Pour tenter de débloquer la situation, la Commission a mis en place une plateforme conjointe de coordination réunissant les cinq pays situés « en première ligne » et l’Ukraine, afin de régler les problèmes à l’avenir.

La réunion de lancement de la plateforme a eu lieu vendredi (2 juin), en présence du vice-président de l’UE et commissaire au Commerce, Valdis Dombrovksis.

M. Kachka a déclaré que ses attentes à l’égard de la plateforme étaient « modérées », étant donné que la plupart des problèmes abordés n’ont pas été résolus depuis de nombreuses années.

« Au moins, elle nous donnera l’opportunité de comprendre comment nous pouvons minimiser la perception d’un dommage éventuel [causé par l’augmentation du commerce avec l’Ukraine] », a-t-il déclaré.

Le gouvernement ukrainien s’attend à ce que la Commission présente en septembre des calculs sur des aspects techniques, comme sur la capacité de stockage en Pologne ou sur la période optimale pour vendre les marchandises ukrainiennes en Europe sans perturber les marchés, dans le but de réorganiser les relations commerciales avec l’UE.

« Toutefois, l’hypothèse veut qu’il n’y ait aucun moyen de poursuivre ces mesures [au-delà de septembre] », a déclaré le vice-ministre.

Bien que l’Ukraine fasse confiance à la Commission sur la « promesse politique » qui consiste à ne pas prolonger les restrictions commerciales, « nous ne pouvons pas garantir que la Pologne n’exigera pas de le faire ».

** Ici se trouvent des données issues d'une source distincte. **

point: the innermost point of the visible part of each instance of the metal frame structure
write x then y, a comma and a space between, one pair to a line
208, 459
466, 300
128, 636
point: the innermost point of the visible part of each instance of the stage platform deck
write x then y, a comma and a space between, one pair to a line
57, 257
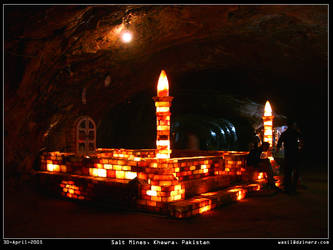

Un « test de résistance » pour les futures négociations commerciales

Alors que la tension entre les deux partenaires montait vendredi, M. Kachka a déclaré que l’Ukraine se trouvait « au bord d’une guerre commerciale [et que le pays était] prêt à s’adresser à l’Organisation mondiale du commerce (OMC) et à prendre des mesures sur les marchandises polonaises également ».

« Toutefois, nous voulons vraiment éviter ce genre de situations », a-t-il poursuivi, ajoutant qu’il s’agirait d’un « test de résistance » permettant d’évaluer la manière dont l’UE et l’Ukraine encadreront leurs futures négociations commerciales.

« Il s’agit d’une sorte d’entraînement avant les négociations, c’est pourquoi nous voulons passer autant que possible à des discussions pragmatiques sur les chiffres », a déclaré M. Kachka.

Bien qu’il s’agisse d’un « sujet tout à fait mineur dans notre agenda bilatéral », les négociateurs ukrainiens craignent que cette querelle avec l’UE sur les restrictions commerciales ne jette de l’huile sur le feu des relations à long terme « entre l’Ukraine et la Pologne, parce qu’après tout, nous comptons vraiment sur le soutien polonais en matière de politique, de défense, d’asiles, et dans tous les domaines ».